Desde la teoría de Piaget (1952), sabemos que el pensamiento infantil evoluciona progresivamente, lo que implica que la forma en que un niño resuelve problemas depende de su etapa de desarrollo. Por ello, enseñar esta habilidad implica ajustar las expectativas y ofrecer apoyo acorde a su edad.

¿Por qué es importante enseñar a resolver problemas desde pequeños?
Fomentar la resolución de problemas desde la infancia tiene un impacto profundo en el desarrollo integral:
- Promueve la autonomía. Cuando el niño aprende a enfrentar dificultades, desarrolla confianza en su capacidad para manejar situaciones.
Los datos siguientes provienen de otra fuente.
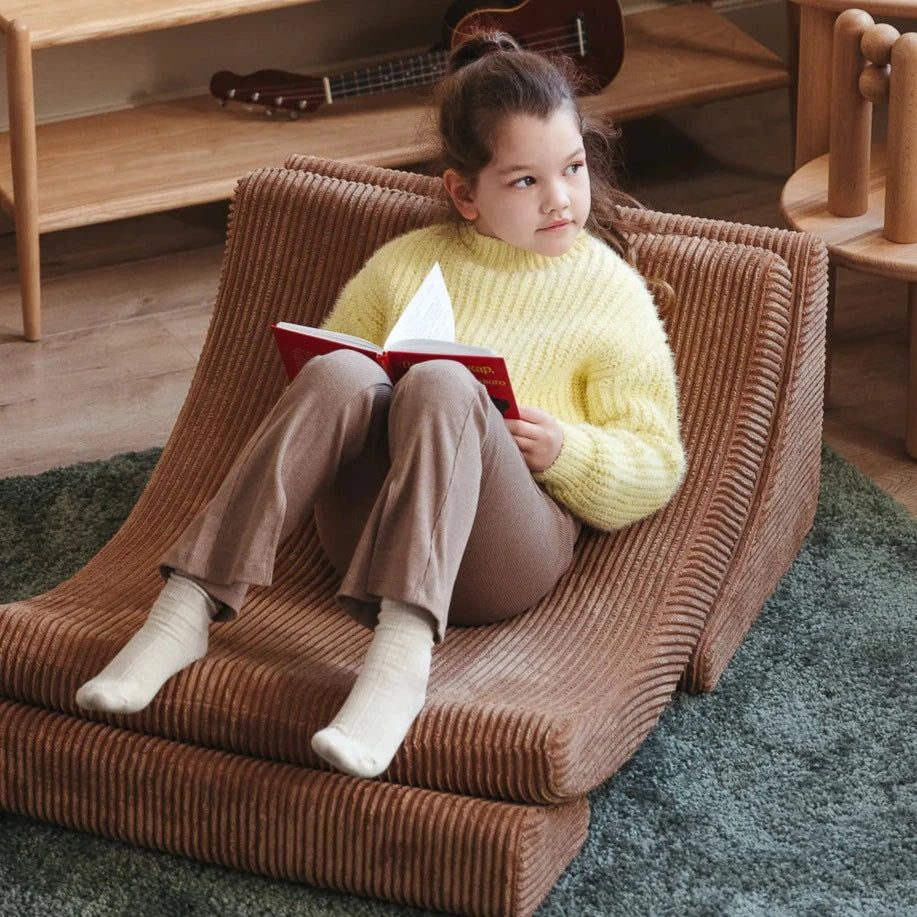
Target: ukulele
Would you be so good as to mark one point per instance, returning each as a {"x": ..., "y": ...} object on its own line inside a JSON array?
[{"x": 590, "y": 33}]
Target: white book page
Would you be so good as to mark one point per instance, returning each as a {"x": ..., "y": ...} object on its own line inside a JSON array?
[{"x": 428, "y": 314}]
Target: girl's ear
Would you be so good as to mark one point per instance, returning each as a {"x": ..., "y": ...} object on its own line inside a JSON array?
[{"x": 461, "y": 193}]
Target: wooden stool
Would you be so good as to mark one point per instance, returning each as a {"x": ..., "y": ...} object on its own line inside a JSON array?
[{"x": 860, "y": 198}]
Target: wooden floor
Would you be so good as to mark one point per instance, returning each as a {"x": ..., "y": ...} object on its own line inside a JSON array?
[{"x": 126, "y": 306}]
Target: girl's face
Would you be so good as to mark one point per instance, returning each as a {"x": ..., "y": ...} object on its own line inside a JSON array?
[{"x": 534, "y": 193}]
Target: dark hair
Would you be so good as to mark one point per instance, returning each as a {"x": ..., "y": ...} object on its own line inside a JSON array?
[{"x": 490, "y": 77}]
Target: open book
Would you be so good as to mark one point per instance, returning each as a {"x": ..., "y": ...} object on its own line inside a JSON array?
[{"x": 425, "y": 331}]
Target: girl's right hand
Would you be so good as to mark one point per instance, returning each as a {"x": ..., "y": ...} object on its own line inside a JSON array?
[{"x": 538, "y": 435}]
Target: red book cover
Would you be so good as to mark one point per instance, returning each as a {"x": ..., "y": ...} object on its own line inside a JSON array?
[{"x": 299, "y": 343}]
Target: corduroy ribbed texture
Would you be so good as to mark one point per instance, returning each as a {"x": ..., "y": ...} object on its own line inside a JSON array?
[
  {"x": 783, "y": 513},
  {"x": 464, "y": 855},
  {"x": 538, "y": 709}
]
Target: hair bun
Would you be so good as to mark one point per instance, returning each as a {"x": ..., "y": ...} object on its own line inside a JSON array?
[{"x": 478, "y": 45}]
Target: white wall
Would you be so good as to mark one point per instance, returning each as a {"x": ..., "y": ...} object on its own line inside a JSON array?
[{"x": 114, "y": 73}]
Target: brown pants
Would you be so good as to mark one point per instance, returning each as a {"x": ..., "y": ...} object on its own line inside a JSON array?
[{"x": 452, "y": 522}]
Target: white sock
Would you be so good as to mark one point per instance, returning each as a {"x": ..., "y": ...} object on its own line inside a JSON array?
[
  {"x": 174, "y": 635},
  {"x": 387, "y": 696}
]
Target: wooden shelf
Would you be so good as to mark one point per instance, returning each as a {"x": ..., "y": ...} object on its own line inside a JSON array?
[
  {"x": 51, "y": 24},
  {"x": 158, "y": 157}
]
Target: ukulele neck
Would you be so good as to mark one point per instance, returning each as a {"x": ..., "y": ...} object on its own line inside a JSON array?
[{"x": 405, "y": 72}]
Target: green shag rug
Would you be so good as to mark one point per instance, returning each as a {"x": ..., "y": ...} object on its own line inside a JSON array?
[{"x": 789, "y": 791}]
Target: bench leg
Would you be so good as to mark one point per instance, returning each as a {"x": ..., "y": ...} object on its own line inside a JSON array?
[
  {"x": 911, "y": 423},
  {"x": 24, "y": 155}
]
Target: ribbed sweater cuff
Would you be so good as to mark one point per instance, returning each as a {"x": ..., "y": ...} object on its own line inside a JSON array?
[{"x": 565, "y": 475}]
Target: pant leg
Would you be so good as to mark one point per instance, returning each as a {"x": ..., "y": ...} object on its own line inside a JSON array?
[
  {"x": 334, "y": 410},
  {"x": 459, "y": 527}
]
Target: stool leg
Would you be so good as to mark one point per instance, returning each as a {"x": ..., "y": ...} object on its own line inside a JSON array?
[
  {"x": 911, "y": 423},
  {"x": 829, "y": 327},
  {"x": 24, "y": 156}
]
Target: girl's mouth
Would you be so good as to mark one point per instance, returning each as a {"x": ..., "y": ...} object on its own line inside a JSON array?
[{"x": 555, "y": 227}]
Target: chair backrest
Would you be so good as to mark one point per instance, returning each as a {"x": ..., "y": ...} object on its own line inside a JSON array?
[{"x": 872, "y": 63}]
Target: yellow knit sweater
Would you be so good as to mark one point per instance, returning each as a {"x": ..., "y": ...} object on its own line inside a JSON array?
[{"x": 582, "y": 340}]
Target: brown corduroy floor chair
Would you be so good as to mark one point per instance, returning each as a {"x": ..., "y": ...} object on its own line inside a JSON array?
[{"x": 485, "y": 805}]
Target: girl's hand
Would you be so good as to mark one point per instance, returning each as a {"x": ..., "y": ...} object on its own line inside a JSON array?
[{"x": 538, "y": 436}]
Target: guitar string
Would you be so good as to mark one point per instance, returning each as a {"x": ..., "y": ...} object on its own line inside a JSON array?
[
  {"x": 365, "y": 80},
  {"x": 366, "y": 77}
]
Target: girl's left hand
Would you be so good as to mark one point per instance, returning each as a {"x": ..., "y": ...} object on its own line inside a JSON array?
[{"x": 538, "y": 436}]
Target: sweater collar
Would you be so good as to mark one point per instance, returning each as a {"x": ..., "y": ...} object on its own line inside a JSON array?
[{"x": 496, "y": 253}]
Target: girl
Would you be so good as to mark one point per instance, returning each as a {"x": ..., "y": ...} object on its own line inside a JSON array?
[{"x": 432, "y": 508}]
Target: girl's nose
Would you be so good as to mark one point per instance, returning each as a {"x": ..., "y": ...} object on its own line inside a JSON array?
[{"x": 556, "y": 198}]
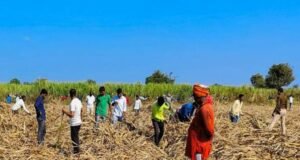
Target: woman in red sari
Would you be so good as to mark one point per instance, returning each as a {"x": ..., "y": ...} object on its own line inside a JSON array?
[{"x": 201, "y": 130}]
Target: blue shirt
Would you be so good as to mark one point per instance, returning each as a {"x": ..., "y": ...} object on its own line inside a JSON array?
[
  {"x": 187, "y": 110},
  {"x": 40, "y": 109}
]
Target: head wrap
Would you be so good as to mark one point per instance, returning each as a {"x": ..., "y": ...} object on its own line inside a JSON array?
[{"x": 200, "y": 90}]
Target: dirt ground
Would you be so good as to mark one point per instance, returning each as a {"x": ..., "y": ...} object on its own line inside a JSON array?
[{"x": 249, "y": 139}]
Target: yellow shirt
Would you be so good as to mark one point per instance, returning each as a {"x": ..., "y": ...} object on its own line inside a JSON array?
[
  {"x": 236, "y": 108},
  {"x": 158, "y": 112}
]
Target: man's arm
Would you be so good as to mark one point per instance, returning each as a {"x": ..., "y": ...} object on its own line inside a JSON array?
[
  {"x": 208, "y": 123},
  {"x": 24, "y": 107},
  {"x": 69, "y": 114}
]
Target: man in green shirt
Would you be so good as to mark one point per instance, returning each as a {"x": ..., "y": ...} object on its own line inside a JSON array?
[
  {"x": 158, "y": 119},
  {"x": 103, "y": 103}
]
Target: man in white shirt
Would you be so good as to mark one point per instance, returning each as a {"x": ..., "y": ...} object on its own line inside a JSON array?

- Fortalece la regulación emocional. Resolver problemas implica tolerar la frustración, manejar la ansiedad y persistir ante el error.
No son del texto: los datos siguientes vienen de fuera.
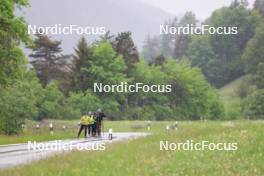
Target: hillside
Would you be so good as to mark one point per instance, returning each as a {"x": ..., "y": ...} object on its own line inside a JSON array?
[
  {"x": 230, "y": 99},
  {"x": 116, "y": 15}
]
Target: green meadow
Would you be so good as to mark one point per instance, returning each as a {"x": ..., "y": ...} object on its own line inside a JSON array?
[{"x": 144, "y": 157}]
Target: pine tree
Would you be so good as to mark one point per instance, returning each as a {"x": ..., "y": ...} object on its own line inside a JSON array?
[
  {"x": 125, "y": 46},
  {"x": 80, "y": 60},
  {"x": 48, "y": 61}
]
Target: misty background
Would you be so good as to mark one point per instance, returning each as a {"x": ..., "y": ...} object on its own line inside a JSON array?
[{"x": 141, "y": 17}]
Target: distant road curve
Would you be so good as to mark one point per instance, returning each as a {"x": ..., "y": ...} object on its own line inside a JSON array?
[{"x": 17, "y": 154}]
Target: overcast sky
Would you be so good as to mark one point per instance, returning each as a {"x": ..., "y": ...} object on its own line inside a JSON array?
[{"x": 202, "y": 8}]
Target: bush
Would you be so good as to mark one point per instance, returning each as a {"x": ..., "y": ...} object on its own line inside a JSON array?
[
  {"x": 253, "y": 105},
  {"x": 18, "y": 102}
]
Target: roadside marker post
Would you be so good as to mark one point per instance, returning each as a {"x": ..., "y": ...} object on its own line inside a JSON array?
[
  {"x": 64, "y": 127},
  {"x": 148, "y": 126},
  {"x": 51, "y": 128},
  {"x": 168, "y": 128},
  {"x": 110, "y": 134},
  {"x": 176, "y": 125}
]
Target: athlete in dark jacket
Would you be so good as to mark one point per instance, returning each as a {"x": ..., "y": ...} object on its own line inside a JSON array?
[{"x": 99, "y": 116}]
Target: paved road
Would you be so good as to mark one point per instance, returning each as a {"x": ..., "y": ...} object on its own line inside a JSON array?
[{"x": 17, "y": 154}]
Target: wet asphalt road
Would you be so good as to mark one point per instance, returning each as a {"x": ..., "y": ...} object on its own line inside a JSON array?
[{"x": 17, "y": 154}]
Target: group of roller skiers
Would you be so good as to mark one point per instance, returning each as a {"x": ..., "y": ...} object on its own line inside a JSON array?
[{"x": 91, "y": 123}]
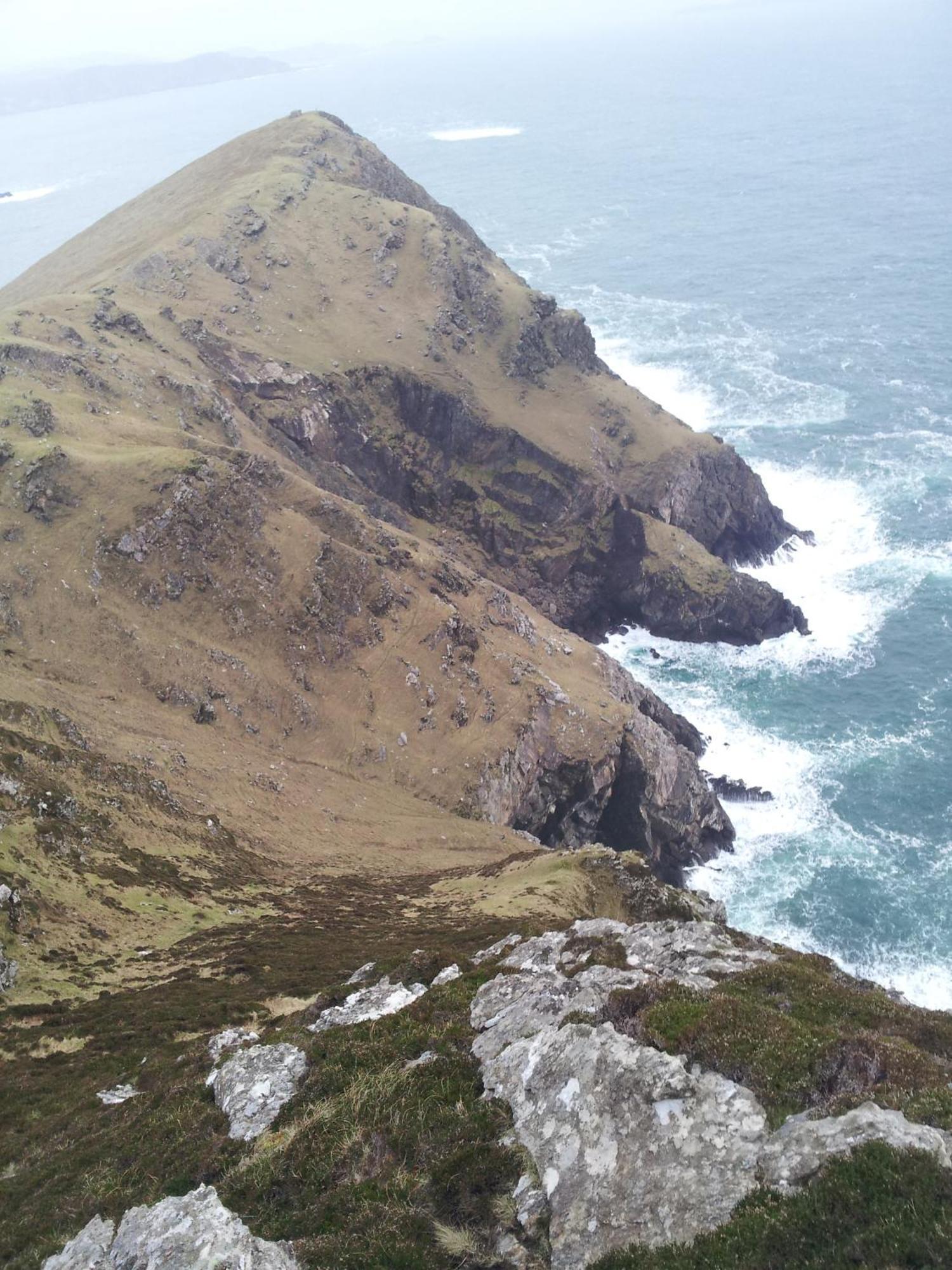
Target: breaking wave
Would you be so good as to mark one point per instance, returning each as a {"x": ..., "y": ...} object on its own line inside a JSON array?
[
  {"x": 474, "y": 134},
  {"x": 26, "y": 196}
]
- Mejora las habilidades sociales. Muchos problemas infantiles ocurren en interacción con otros. Aprender a negociar y comunicarse es clave.
- Desarrolla el pensamiento crítico. El niño aprende a analizar, comparar y tomar decisiones.
- Previene dependencia excesiva. Un niño que siempre recibe soluciones externas puede desarrollar inseguridad o evitación.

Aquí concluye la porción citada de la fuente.